FFmpeg is required for audio processing:

- **Windows**:
  - Download from [gyan.dev/ffmpeg/builds](https://www.gyan.dev/ffmpeg/builds/)
  - Extract the ZIP file
  - Add the `bin` folder to your system PATH

- **macOS**:
  ```bash
  brew install ffmpeg
  ```

- **Linux**:
  ```bash
  sudo apt update
  sudo apt install ffmpeg
  ```

### 3. Visual C++ Build Tools (Windows only)
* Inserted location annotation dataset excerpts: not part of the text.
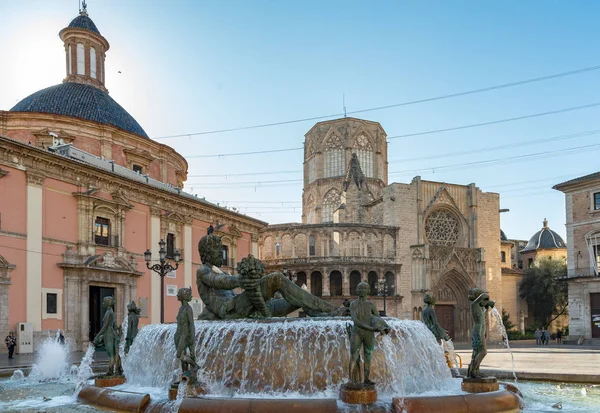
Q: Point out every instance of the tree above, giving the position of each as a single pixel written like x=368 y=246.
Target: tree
x=508 y=325
x=545 y=290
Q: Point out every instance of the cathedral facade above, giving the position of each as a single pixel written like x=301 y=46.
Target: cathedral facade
x=403 y=239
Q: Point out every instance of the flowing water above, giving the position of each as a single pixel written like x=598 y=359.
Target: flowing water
x=51 y=361
x=499 y=326
x=289 y=356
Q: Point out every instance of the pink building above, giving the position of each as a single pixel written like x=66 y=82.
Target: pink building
x=84 y=192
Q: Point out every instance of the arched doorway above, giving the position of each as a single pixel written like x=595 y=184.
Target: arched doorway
x=355 y=278
x=452 y=303
x=390 y=282
x=316 y=283
x=301 y=278
x=335 y=283
x=373 y=281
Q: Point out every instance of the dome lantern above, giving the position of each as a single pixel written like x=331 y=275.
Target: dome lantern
x=85 y=50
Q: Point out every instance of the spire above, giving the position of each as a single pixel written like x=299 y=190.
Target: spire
x=83 y=8
x=85 y=50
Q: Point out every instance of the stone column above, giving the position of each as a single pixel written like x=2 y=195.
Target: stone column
x=187 y=257
x=33 y=281
x=345 y=283
x=326 y=292
x=155 y=280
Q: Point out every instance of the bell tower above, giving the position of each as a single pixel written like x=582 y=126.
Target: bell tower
x=85 y=50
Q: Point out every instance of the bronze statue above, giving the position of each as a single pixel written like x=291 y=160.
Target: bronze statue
x=109 y=336
x=430 y=319
x=366 y=323
x=259 y=299
x=185 y=336
x=133 y=320
x=480 y=302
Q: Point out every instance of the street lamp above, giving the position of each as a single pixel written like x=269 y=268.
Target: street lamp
x=162 y=268
x=384 y=291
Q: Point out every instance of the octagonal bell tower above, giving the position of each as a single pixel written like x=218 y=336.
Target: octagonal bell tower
x=345 y=168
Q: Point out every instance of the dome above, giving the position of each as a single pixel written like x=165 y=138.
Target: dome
x=544 y=239
x=83 y=22
x=80 y=101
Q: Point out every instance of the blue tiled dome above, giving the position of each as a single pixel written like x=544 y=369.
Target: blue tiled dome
x=80 y=101
x=545 y=239
x=84 y=22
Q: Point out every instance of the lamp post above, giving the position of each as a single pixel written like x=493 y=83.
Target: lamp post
x=162 y=269
x=384 y=290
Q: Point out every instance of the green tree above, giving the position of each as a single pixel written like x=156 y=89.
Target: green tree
x=545 y=290
x=508 y=325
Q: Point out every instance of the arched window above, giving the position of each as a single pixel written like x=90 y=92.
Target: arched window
x=286 y=246
x=373 y=282
x=316 y=284
x=311 y=245
x=268 y=248
x=334 y=157
x=593 y=244
x=300 y=245
x=93 y=62
x=355 y=279
x=334 y=244
x=354 y=244
x=312 y=169
x=388 y=246
x=331 y=202
x=364 y=152
x=335 y=283
x=301 y=279
x=70 y=59
x=310 y=210
x=80 y=59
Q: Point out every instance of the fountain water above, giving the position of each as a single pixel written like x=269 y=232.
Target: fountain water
x=84 y=372
x=498 y=325
x=289 y=357
x=51 y=361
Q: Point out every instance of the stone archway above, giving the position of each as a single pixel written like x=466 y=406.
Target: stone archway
x=451 y=293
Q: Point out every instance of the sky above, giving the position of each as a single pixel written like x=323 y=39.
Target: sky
x=189 y=67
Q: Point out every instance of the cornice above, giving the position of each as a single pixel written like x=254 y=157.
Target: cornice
x=56 y=167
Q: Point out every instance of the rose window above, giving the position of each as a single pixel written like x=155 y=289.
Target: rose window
x=442 y=228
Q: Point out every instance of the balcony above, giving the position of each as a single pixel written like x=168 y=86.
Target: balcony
x=109 y=241
x=582 y=272
x=273 y=261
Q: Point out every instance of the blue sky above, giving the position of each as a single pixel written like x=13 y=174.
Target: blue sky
x=206 y=65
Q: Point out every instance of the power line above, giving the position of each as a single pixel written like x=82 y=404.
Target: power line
x=494 y=122
x=413 y=102
x=446 y=155
x=510 y=159
x=454 y=128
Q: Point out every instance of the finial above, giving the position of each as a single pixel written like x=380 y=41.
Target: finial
x=83 y=8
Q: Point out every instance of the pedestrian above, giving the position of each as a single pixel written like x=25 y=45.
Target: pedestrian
x=61 y=338
x=11 y=342
x=543 y=336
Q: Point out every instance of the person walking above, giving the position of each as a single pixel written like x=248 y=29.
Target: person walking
x=11 y=342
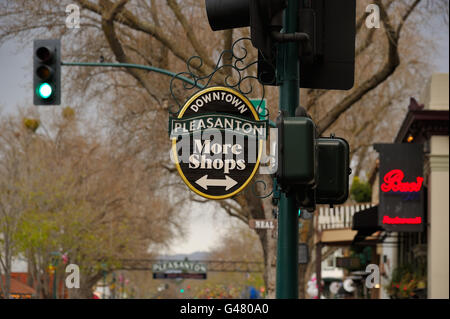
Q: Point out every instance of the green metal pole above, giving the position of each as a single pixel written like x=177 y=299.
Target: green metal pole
x=287 y=248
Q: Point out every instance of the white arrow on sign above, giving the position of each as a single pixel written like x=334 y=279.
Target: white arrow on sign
x=204 y=182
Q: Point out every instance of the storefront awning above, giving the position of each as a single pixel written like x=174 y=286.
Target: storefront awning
x=366 y=223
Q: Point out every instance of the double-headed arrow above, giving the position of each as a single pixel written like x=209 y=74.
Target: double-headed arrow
x=204 y=182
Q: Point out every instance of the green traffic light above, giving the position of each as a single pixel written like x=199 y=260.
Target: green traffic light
x=45 y=90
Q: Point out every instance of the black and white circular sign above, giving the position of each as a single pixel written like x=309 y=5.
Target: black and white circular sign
x=217 y=141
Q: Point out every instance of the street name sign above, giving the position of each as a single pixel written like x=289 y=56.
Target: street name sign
x=217 y=141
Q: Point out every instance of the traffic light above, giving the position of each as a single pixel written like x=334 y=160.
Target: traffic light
x=47 y=72
x=296 y=152
x=333 y=171
x=327 y=59
x=263 y=17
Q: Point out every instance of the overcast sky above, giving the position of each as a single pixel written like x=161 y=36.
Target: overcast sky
x=205 y=229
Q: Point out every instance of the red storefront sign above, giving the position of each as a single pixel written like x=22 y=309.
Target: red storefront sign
x=393 y=183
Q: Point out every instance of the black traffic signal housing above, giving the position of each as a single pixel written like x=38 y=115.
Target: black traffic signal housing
x=263 y=17
x=296 y=152
x=333 y=171
x=47 y=72
x=327 y=59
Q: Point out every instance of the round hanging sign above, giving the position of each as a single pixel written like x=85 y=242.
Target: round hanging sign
x=217 y=140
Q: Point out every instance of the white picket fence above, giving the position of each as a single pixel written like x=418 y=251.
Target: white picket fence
x=339 y=217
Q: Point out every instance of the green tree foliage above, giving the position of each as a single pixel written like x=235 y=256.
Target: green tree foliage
x=360 y=192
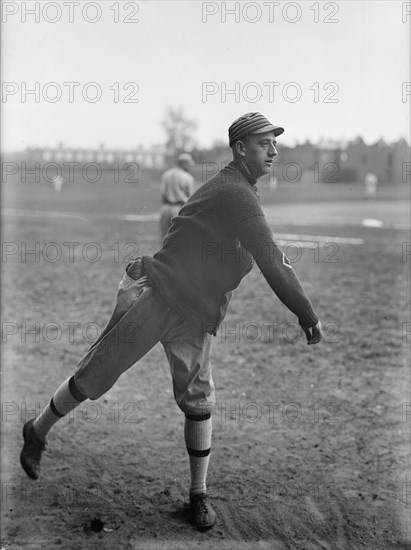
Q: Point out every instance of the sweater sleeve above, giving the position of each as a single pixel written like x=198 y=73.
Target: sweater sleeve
x=256 y=236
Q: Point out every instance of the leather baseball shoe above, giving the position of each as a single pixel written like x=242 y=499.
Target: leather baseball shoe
x=30 y=456
x=204 y=516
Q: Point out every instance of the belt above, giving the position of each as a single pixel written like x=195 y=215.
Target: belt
x=179 y=203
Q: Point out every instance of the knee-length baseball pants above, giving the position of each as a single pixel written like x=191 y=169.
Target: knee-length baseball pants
x=141 y=319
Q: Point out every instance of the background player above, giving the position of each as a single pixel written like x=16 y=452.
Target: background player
x=177 y=184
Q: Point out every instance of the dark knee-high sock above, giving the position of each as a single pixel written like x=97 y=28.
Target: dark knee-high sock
x=197 y=433
x=66 y=398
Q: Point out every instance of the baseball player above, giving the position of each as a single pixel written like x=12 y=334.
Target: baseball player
x=177 y=184
x=179 y=297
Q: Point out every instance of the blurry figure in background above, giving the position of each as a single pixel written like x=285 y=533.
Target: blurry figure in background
x=177 y=184
x=273 y=183
x=370 y=182
x=57 y=183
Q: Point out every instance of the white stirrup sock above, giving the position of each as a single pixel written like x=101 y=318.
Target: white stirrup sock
x=66 y=398
x=197 y=433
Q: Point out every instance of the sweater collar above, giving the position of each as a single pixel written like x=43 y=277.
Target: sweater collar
x=240 y=165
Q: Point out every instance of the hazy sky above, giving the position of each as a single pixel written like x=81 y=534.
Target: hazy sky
x=350 y=74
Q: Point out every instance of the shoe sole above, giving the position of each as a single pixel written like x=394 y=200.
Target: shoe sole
x=26 y=467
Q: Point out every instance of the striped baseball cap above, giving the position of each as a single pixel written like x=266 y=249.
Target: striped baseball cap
x=251 y=123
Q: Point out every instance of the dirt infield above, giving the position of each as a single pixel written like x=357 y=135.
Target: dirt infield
x=310 y=445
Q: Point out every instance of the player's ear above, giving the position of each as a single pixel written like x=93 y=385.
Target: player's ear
x=240 y=148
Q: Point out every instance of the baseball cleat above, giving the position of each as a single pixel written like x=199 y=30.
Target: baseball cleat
x=204 y=516
x=30 y=455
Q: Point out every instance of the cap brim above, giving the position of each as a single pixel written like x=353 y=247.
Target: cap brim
x=270 y=128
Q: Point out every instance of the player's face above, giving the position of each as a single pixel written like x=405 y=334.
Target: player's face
x=259 y=152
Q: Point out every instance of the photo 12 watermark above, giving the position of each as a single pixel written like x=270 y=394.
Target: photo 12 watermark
x=271 y=12
x=58 y=174
x=70 y=251
x=269 y=91
x=69 y=92
x=103 y=11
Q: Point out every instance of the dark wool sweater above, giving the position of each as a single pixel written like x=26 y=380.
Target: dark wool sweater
x=210 y=247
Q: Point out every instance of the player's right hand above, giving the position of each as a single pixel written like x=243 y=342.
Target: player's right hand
x=314 y=334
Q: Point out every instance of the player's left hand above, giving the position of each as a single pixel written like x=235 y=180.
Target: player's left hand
x=314 y=334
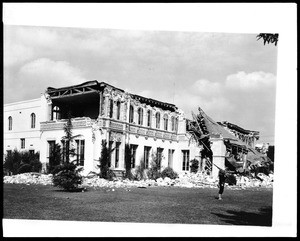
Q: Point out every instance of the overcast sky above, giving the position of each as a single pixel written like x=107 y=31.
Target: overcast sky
x=230 y=76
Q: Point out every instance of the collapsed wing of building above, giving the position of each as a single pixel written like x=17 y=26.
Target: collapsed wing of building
x=100 y=111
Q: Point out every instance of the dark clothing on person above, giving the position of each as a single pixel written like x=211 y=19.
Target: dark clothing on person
x=221 y=181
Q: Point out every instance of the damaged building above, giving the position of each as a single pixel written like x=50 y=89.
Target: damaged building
x=100 y=111
x=227 y=145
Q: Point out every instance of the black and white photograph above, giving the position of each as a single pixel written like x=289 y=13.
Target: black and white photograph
x=149 y=120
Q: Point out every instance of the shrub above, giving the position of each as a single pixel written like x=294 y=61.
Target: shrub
x=194 y=165
x=55 y=158
x=67 y=176
x=230 y=179
x=12 y=162
x=169 y=172
x=24 y=168
x=104 y=160
x=154 y=170
x=110 y=175
x=128 y=173
x=139 y=172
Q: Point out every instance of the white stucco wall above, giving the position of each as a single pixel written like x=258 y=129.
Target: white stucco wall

Some packages like `tokenizers` require C++ build tools:

1. Download and install [Visual C++ Build Tools](https://visualstudio.microsoft.com/visual-cpp-build-tools/)
2. During installation, select "Desktop development with C++"

## Installation Steps

### 1. Create a Virtual Environment (Recommended)

```bash
# Create a virtual environment
python -m venv venv

# Activate the virtual environment
# Windows
venv\Scripts\activate
# macOS/Linux
source venv/bin/activate
```

### 2. Install PyTorch

For better performance, install PyTorch with CUDA support if you have an NVIDIA GPU:

```bash
# Windows/Linux with CUDA
pip install torch torchvision torchaudio --index-url https://download.pytorch.org/whl/cu118

# macOS or CPU-only
pip install torch torchvision torchaudio
```

### 3. Install Dependencies

```bash
# Install all dependencies from requirements.txt
pip install -r requirements.txt
```

### 4. Troubleshooting Common Issues

#### Tokenizers Installation Issues

If you encounter issues with `tokenizers` installation:

1. Make sure you have Visual C++ Build Tools installed (Windows)
2. Try installing Rust: [rustup.rs](https://rustup.rs/)
3. Install tokenizers separately:
   ```bash
   pip install tokenizers --no-binary tokenizers
   ```

#### PyAnnote.Audio Access

To use speaker diarization, you need a HuggingFace token with access to the pyannote models:

1. Create an account on [HuggingFace](https://huggingface.co/)
2. Generate an access token at [huggingface.co/settings/tokens](https://huggingface.co/settings/tokens)
3. Request access to [pyannote/speaker-diarization-3.0](https://huggingface.co/pyannote/speaker-diarization-3.0)
4. Set the token in the application when prompted or as an environment variable:
   ```bash
   # Windows
   set HF_TOKEN=your_token_here
   # macOS/Linux
   export HF_TOKEN=your_token_here
   ```

#### Memory Issues with Large Files

If you encounter memory issues with large files:

1. Use a smaller Whisper model (e.g., "base" instead of "large")
2. Reduce the GPU memory fraction in the application settings
3. Increase your system's swap space/virtual memory

## Running the Application

After installation, run the application with:

```bash
streamlit run app.py
```

## Optional: Ollama Setup for Local Summarization

To use Ollama for local summarization:

1. Install Ollama from [ollama.ai](https://ollama.ai/)
2. Pull a model:
   ```bash
   ollama pull llama3
   ```
3. Uncomment the Ollama line in requirements.txt and install:
   ```bash
   pip install ollama
   ```

## Verifying Installation

To verify that all components are working correctly:

1. Run the application
2. Check that GPU acceleration is available (if applicable)
3. Test a small video file with basic transcription
4. Gradually enable advanced features like diarization and translation

If you encounter any issues, check the application logs for specific error messages.